1934 film by Basil Dean

Sing As We Go is a 1934 British musical film starring Gracie Fields, John Loder and Stanley Holloway. The script was written by Gordon Wellesley and J. B. Priestley.

Considered by many to be British music hall star Gracie Fields' finest vehicle, this film was written for her by leading novelist J. B. Priestley. In this morale-boosting depression movie, set in the industrial north of England, Fields stars as a resourceful, determined working class heroine, laid off from her job in a clothing mill, who has to seek work in the seaside resort of Blackpool. This gives her the opportunity both to fall into many misadventures and, of course, to sing.

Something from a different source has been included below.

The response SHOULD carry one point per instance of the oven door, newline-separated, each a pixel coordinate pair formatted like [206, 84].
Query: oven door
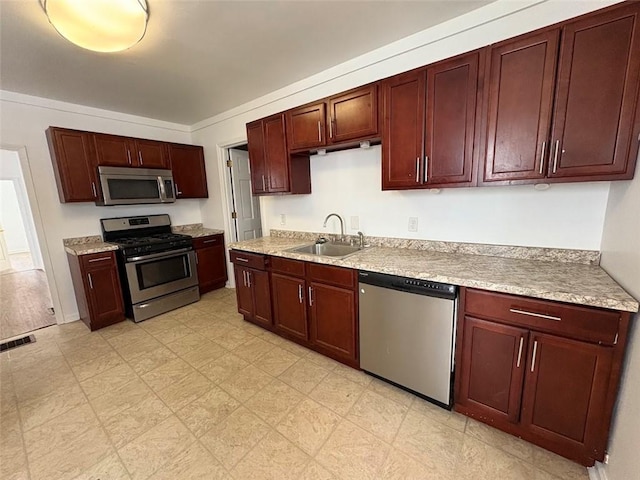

The decision to film on location brings the film a life and immediacy all too absent from most films of the period. The film provides us with a snapshot of life in a seaside resort in the 1930s. The final scene of the millworkers returning to the re-opened mill while Fields leads them in the rousing title song has become an almost iconic film cliché.

==Main cast==
- Gracie Fields as Gracie Platt
- John Loder as Hugh Phillips
- Dorothy Hyson as Phyllis Logan
- Stanley Holloway as Policeman
- Frank Pettingell as Uncle Murgatroyd Platt
- Lawrence Grossmith as Sir William Upton
- Morris Harvey as The Cowboy
- Arthur Sinclair as The Great Maestro
- Maire O'Neill as Madame Osiris
- Ben Field as Nobby
- Olive Sloane as Violet – The Song-Plugger's Girlfriend
- Margaret Yarde as Mrs. Clotty
- Evelyn Roberts as Parkinson
- Norman Walker as Hezekiah Crabtree
- Florence Gregson as Aunt Alice

==Critical reception==
The Radio Times Guide to Film gave the film three stars out of five and described Sing As We Go as a "dated but spirited musical comedy...amusing and politically astute".

By contrast, in The Making of Modern Britain, Andrew Marr singled out Sing As We Go as an icon of British pop culture of the 1930s, concluding: "Fairy tale or not, this is probably the worst film I have ever seen."

==In popular culture==
- The main theme of this movie, the song "Sing As We Go" (written by Harry Parr Davies), is one of two signature songs of The Kampen Janitsjarorkester Symphonic Band of Kampen, Oslo, Norway.
- The melody of the song was used by the comedy group Monty Python in a parody song called "Sit on My Face".